= Leung Long Chau =

Chinese poet and calligrapher

Leung Long Chau (梁朗秋, 1911–December 1998) was a Chinese poet and calligrapher. Born in the early 1910s in Guangdong Province, he graduated at the Guangdong Medical Research Institute. In the late 1920s, he married Ho Wing Yuet and settled down in Hong Kong.

Under colonial rule, his Chinese qualification as a medical practitioner was not recognized; he thus had to turn to business to make a living. His work for a local company just made up the living expenses for his large family. In his spare time he continued to offer free medical advice to his compatriots, and to write poems and practice calligraphy—both hobbies of his since childhood.
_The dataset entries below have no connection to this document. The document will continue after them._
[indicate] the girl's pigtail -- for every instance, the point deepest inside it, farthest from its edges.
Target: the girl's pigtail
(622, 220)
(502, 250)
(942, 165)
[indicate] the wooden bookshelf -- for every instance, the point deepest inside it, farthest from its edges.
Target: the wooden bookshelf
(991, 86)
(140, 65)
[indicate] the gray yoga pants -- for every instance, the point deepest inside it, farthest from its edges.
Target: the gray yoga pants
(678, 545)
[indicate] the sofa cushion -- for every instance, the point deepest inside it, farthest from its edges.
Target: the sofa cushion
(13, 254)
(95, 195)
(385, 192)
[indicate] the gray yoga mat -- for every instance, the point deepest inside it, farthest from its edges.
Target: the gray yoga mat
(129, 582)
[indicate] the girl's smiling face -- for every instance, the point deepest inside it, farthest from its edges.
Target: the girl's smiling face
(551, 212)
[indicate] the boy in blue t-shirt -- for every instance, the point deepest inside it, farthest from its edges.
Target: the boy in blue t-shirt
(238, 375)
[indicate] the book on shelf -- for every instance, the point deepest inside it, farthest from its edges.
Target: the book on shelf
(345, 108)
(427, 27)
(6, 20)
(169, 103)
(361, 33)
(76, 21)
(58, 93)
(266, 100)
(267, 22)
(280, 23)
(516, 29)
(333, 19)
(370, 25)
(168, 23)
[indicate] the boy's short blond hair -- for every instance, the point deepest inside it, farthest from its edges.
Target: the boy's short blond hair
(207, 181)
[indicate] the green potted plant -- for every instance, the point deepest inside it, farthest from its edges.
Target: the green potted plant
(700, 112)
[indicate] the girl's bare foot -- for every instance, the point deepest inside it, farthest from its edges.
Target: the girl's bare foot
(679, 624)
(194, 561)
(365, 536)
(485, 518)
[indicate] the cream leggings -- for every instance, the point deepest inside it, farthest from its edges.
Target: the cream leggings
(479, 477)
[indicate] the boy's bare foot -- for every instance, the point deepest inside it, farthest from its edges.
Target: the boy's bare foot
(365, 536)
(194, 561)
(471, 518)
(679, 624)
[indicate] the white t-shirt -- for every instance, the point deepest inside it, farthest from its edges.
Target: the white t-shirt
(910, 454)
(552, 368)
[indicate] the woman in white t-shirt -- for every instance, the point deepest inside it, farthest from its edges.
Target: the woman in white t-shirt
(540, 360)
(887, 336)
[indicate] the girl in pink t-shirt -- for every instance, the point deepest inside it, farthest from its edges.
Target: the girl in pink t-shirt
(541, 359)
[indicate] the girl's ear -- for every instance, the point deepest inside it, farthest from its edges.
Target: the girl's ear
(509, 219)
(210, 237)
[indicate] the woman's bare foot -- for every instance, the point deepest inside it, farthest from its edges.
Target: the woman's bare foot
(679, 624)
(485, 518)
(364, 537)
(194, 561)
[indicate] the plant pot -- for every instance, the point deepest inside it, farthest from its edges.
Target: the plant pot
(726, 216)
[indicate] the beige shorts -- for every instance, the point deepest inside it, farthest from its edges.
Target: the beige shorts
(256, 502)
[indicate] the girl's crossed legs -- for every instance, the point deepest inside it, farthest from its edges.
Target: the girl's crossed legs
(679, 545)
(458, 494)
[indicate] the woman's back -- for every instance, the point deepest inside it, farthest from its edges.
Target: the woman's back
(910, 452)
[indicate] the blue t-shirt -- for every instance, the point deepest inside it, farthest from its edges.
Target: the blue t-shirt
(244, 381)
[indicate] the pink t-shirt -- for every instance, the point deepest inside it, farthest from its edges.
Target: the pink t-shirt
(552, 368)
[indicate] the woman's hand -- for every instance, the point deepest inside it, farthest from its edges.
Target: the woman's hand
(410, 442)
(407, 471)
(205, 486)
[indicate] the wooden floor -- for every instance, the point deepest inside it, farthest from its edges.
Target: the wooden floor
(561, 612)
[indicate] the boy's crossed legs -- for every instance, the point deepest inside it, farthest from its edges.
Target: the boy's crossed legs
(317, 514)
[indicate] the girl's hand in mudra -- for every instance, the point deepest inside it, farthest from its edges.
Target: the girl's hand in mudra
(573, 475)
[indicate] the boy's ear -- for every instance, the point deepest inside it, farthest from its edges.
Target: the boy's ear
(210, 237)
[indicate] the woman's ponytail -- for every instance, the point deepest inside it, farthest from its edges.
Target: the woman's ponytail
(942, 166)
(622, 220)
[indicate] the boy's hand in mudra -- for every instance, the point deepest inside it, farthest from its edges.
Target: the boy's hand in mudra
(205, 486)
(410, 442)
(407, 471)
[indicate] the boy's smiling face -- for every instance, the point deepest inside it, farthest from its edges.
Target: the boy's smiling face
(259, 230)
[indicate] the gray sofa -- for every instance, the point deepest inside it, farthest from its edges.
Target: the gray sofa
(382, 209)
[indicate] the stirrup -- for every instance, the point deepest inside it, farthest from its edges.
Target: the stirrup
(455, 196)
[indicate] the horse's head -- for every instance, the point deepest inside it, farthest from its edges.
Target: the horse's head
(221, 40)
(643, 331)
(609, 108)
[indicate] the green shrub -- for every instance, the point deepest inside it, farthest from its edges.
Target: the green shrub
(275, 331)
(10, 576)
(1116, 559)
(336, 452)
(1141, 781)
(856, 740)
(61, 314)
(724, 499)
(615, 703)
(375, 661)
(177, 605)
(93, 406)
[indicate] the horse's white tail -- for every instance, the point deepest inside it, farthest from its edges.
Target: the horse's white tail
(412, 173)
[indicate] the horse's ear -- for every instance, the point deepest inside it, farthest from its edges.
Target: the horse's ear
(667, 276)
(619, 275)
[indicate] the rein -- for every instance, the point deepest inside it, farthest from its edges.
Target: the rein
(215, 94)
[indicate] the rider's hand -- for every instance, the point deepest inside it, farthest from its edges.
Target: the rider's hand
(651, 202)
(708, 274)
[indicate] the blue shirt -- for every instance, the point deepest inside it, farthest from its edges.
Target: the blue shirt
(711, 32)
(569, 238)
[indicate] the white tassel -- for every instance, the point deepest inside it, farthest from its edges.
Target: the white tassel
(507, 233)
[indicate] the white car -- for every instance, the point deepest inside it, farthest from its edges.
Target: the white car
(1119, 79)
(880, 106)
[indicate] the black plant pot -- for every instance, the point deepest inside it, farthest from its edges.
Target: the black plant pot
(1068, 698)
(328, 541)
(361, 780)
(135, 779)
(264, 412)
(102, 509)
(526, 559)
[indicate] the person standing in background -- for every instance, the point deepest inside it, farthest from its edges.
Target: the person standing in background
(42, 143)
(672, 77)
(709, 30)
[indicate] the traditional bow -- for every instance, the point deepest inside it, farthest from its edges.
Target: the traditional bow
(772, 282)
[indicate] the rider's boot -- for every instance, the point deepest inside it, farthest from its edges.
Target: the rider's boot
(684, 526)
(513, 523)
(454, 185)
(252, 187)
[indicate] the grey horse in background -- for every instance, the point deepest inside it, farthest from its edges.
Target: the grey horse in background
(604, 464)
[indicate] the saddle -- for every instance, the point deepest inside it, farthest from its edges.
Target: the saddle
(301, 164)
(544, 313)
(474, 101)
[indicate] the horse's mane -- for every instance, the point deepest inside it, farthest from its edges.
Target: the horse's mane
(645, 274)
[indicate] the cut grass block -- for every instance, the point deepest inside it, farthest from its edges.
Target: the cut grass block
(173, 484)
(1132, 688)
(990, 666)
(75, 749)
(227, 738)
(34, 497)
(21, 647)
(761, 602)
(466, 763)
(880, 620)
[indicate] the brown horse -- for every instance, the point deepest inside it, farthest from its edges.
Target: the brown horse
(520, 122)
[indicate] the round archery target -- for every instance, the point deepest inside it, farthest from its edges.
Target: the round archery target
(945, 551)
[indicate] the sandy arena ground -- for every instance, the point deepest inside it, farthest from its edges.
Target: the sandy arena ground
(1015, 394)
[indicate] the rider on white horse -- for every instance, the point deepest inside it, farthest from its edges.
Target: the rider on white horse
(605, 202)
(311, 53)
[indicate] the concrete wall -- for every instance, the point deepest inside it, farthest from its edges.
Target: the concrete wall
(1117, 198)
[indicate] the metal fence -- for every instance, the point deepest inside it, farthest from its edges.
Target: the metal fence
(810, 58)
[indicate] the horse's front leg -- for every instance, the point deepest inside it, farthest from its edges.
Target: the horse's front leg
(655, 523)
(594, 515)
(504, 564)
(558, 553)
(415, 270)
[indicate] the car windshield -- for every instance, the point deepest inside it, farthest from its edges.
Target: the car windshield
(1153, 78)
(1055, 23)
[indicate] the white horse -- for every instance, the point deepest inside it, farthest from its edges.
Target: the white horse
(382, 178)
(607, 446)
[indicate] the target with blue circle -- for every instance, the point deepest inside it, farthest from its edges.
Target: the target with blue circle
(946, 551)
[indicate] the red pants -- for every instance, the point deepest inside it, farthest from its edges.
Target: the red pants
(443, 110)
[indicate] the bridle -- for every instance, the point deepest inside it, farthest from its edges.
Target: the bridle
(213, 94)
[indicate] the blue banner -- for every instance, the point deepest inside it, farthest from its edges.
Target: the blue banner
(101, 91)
Through the years he written many poems about Hong Kong, but at the time they remained unpublished. This changed in 1984, when his children decided to compile his works and published Lang Yin Xiao Cao (朗吟小草) for non-commercial purposes. It was never sold in bookstores, but managed to get the attention of the close circle of Chinese poets in Hong Kong and was widely acclaimed as valuable for anyone seriously interested in Chinese literature and Hong Kong culture.

In 1998, the Leung family decided to publish a sequel to Lang Yin Xiao Cao (朗吟小草續集), compiling his major works written after 1984. In the same year, the low-profile poet received his first and only prize for Chinese literature from the Hong Kong Government. He died in December 1998.